Japan is a country serious about its Kit Kat candy bars, treating them with the respect of gourmet chocolate and putting them on top of pizza. Now the Japanese fast food chain First Kitchen has brought the world its first Kit Kat sandwich, so we of course had to try what seemed like a delicious idea. Click below for our review of the dessert and why our Kit Kat taster compared it to a bad date
First Kitchen began selling the Kit Kat sandwich on March 19 for a mere 220 yen (US$1.83). The fast food restaurant said they worked together with Nestlé to bring the dessert to its menu by coming up with a new Kit Kat flavor called “For Café.” The flavor will only be available at restaurants and is supposed to be a version of the familiar candy bar that has “outstanding comparability” to coffee and is well suited to be a part of Kit Kat desserts. First Kitchen will also sell individual packages of the new flavor for 50 yen.
▼ A First Kitchen ad for the new “For Café” Kit Kats and its new dessert sandwich
Image: First Kitchen
We sent our reporter and dessert connoisseur Mr. Sato to try out the Kit Kat sandwich to see if it was worthy to be associated with the well-loved candy bar. He ordered the sandwich expecting great things out of the sweet bread and whipped cream that, well, sandwich the “For Café” Kit Kats.
▼ Mr. Sato prepares to unveil the Kit Kat sandwich
▼ A first look at the unwrapped dessert
▼ Plenty of whipped cream on this dessert sandwich
▼ A close up of the whipped cream-surrounded Kit Kats
▼ Enough looking, Mr. Sato is ready to taste the Kit Kat Sandwich.

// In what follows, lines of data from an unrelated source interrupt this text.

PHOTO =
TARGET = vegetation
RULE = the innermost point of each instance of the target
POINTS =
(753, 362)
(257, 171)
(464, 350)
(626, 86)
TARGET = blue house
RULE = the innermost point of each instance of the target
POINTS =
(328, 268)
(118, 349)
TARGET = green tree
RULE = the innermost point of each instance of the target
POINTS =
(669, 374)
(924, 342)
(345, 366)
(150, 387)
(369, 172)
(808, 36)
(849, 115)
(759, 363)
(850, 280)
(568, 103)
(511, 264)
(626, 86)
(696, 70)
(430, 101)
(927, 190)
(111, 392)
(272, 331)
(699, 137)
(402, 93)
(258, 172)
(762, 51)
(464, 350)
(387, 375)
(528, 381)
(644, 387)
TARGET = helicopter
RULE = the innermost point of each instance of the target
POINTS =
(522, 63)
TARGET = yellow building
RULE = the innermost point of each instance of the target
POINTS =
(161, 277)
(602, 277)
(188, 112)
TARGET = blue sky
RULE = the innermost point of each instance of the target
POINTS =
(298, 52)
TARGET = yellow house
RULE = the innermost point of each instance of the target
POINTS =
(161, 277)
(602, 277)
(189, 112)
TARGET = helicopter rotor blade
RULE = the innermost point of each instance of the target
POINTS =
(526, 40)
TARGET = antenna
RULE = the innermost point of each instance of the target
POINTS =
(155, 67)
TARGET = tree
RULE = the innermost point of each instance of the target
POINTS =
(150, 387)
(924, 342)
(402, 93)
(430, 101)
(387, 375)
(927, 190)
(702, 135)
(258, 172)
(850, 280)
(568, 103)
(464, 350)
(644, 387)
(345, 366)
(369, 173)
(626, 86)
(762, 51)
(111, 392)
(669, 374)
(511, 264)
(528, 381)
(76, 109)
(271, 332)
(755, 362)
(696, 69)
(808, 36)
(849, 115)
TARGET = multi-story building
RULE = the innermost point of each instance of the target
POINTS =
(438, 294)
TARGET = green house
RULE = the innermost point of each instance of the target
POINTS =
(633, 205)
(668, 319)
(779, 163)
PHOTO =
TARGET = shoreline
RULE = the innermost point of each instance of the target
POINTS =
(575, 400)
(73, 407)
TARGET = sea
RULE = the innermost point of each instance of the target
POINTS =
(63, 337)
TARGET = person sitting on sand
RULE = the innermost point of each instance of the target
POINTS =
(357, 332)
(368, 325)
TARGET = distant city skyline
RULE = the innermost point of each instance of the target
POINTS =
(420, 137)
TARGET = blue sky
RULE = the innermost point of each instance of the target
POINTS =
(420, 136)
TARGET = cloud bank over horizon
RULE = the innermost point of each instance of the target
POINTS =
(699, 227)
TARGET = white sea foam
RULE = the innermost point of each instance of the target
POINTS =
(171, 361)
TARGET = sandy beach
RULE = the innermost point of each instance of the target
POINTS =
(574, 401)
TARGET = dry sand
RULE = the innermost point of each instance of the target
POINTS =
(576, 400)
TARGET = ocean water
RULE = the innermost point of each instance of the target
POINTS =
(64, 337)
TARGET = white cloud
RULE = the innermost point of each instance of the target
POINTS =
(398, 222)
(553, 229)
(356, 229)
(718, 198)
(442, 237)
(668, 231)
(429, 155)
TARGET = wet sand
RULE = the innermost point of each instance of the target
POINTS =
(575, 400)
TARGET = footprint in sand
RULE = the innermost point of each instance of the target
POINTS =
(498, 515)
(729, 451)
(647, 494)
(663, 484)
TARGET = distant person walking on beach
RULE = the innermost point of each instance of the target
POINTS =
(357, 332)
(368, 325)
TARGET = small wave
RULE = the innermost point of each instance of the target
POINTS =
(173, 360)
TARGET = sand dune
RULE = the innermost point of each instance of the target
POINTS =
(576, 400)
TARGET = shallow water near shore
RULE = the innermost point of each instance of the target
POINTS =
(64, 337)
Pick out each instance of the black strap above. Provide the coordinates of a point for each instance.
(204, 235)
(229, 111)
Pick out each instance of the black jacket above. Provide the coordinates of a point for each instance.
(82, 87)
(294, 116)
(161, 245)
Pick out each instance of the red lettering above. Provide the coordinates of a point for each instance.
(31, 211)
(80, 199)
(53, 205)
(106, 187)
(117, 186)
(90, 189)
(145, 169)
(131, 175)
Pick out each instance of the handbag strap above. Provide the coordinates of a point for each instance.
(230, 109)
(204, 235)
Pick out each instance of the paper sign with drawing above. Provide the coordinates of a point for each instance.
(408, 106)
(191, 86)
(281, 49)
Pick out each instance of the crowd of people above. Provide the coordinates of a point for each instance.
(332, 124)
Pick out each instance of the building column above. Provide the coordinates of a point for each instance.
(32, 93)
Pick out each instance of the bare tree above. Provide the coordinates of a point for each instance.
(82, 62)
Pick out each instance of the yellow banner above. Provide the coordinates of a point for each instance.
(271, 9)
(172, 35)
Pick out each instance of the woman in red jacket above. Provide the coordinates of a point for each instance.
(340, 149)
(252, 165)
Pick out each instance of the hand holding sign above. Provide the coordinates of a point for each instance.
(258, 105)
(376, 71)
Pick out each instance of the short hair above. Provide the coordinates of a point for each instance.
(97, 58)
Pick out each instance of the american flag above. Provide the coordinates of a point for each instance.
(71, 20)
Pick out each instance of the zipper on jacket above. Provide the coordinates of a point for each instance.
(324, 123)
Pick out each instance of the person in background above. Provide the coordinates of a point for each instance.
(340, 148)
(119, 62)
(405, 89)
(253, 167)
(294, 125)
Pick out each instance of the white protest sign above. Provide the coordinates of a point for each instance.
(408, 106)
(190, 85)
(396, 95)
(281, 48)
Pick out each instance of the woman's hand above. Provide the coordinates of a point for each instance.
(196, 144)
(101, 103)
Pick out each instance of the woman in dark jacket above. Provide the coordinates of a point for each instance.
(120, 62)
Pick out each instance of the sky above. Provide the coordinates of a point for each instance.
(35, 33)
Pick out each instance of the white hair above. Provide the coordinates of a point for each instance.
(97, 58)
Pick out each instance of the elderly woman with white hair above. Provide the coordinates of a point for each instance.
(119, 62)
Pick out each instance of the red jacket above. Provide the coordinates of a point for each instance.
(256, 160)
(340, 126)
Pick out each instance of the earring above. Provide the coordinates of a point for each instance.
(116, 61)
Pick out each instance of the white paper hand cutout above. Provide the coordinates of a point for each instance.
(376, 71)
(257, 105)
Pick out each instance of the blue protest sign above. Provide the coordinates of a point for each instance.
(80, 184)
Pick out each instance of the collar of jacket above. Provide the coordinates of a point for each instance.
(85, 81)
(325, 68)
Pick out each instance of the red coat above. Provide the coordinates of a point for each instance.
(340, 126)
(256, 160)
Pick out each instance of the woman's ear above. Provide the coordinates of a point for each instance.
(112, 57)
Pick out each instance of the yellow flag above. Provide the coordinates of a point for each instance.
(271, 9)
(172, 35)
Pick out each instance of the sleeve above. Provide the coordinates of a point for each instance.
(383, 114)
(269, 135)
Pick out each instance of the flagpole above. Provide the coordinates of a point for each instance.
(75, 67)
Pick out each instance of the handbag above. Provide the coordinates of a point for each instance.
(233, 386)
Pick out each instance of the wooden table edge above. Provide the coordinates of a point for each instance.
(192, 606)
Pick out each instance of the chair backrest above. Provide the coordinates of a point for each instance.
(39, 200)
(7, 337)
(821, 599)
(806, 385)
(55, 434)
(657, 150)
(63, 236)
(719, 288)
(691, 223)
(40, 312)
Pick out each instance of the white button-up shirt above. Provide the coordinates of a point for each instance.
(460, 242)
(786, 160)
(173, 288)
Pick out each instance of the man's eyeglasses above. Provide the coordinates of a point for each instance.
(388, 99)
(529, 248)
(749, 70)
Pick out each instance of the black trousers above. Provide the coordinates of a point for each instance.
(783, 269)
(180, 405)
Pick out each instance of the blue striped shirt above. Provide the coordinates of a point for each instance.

The first thing Mr. Sato noticed about the dessert is how surprisingly soft the chocolate in the Kit Kat bar is and assumed that was one of the differences that set the “For Café” flavor apart. He said it matched well with the sweet, white bread and the whipped cream. But other than the softer chocolate, he couldn’t really figure out what was so different about the new flavor.
After a few bites, Mr. Sato said he started feeling like there was something not quite right with the dessert. He soon realized it was the hard wafers combined with the soft bread that really clashed in his opinion. He likened the taste and texture of the Kit Kat sandwich to a bad date when although you may be two great personalities on your own, you very obviously just don’t mesh well together and even everyone around notices it (our resident beer-taster, Casey, had a similar experience with mint chocolate stout).
Mr. Sato thought that First Kitchen bit off more than it could chew with the Kit Kat sandwich, but hopes the chain can learn from this dessert experiment when developing new menu items in the future. So, in other words, maybe it’s better to have had and lost an appetite for Kit sandwiches than to never have had one at all.